The gardener nodded ponderously, sizing me up. I could see now why Mr. Prain and he would not get on. Mr. Prain would turn up irregularly to deal with the business of his family estate in the country, when time permitted. The gardener was the person who really kept things in order. He put in requests for new machinery, while Mr. Prain had little idea about these operations and could not understand why anything needed replacing if it still looked new. He was out of touch with the day to day running of the place.
“I saw you were having trouble with the lawnmower,” I said.
The gardener sighed and lifted his eyebrows in an if-you-only-knew manner. “It’s the straw that broke the camel’s back, I tell you. He thinks it should have lasted twenty years but he doesn’t have the wink of an idea the kind of use it’s put to and, you can tell him, she’s been nicking things. I fixed it two weeks ago, and it was working all right, good as gold, just like it was new. Then when I looked at it today there were screws gone right, left and centre.”
She?

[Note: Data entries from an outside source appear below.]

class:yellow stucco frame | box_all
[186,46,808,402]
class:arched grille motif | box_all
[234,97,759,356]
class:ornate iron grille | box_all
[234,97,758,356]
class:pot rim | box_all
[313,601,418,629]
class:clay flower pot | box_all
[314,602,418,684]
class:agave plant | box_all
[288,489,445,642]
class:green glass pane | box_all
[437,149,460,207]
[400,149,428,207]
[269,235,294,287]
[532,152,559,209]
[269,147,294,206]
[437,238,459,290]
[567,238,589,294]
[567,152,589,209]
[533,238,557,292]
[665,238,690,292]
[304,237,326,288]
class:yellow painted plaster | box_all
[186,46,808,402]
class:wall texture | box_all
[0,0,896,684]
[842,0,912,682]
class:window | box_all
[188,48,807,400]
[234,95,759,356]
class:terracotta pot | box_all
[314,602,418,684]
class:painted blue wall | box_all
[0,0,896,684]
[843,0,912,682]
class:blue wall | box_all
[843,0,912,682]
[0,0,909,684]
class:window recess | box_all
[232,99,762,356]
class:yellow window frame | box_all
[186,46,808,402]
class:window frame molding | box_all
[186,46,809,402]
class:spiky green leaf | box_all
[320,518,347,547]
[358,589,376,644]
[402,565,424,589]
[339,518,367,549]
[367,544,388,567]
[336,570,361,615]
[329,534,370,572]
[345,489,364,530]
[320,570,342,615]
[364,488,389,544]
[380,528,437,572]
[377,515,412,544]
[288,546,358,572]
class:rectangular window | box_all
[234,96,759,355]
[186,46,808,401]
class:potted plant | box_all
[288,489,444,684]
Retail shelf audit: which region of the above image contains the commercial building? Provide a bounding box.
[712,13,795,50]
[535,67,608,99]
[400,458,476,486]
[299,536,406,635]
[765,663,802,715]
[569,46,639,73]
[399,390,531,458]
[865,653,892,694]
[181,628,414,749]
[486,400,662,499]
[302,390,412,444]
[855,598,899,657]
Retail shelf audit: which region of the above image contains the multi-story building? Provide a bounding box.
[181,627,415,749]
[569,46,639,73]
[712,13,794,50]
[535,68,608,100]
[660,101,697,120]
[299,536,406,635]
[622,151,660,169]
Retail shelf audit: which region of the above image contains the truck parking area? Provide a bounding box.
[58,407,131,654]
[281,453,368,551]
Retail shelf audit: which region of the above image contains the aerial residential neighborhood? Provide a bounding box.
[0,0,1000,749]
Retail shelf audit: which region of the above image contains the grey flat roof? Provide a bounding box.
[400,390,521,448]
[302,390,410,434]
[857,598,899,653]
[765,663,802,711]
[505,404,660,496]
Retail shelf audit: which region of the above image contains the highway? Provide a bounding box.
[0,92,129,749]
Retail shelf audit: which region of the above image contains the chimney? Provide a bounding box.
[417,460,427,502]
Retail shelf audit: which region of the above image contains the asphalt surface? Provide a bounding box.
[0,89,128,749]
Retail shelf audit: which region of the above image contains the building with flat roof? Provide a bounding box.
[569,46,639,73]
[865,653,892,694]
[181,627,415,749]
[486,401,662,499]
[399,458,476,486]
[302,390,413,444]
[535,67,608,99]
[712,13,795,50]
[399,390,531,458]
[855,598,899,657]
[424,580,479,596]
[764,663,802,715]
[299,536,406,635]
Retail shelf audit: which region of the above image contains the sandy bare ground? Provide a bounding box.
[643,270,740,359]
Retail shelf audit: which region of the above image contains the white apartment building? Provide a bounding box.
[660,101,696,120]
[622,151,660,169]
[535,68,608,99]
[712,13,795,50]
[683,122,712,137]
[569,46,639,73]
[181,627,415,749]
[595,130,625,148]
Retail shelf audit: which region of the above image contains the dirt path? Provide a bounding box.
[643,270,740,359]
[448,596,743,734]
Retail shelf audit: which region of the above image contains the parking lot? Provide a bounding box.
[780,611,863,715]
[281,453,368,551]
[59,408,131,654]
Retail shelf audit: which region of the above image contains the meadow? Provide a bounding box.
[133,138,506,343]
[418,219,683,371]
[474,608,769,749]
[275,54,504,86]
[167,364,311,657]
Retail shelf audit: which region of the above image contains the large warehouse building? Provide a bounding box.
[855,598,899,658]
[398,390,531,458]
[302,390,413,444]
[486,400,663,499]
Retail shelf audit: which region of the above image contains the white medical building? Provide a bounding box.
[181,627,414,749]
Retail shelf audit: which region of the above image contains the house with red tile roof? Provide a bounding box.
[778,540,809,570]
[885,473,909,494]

Monique? I realised there was an anomaly. If Mr. Prain was in London most of the time, why would he need a cook and housekeeper? He did not entertain here, obviously. He did not have many guests, if any. She would have to keep the place in order, and supervise cleaners from time to time, but then, if the house was only opened up in May, it would be closed up in September. And why on earth would she be taking screws from the lawnmower? I remembered what Mr. Prain had said. The gardener was saying this “out of spite”?
“Who do you mean by ‘she?’ ” I asked.
“Her.” He pointed towards the outbuildings. “That French female he’s got in.”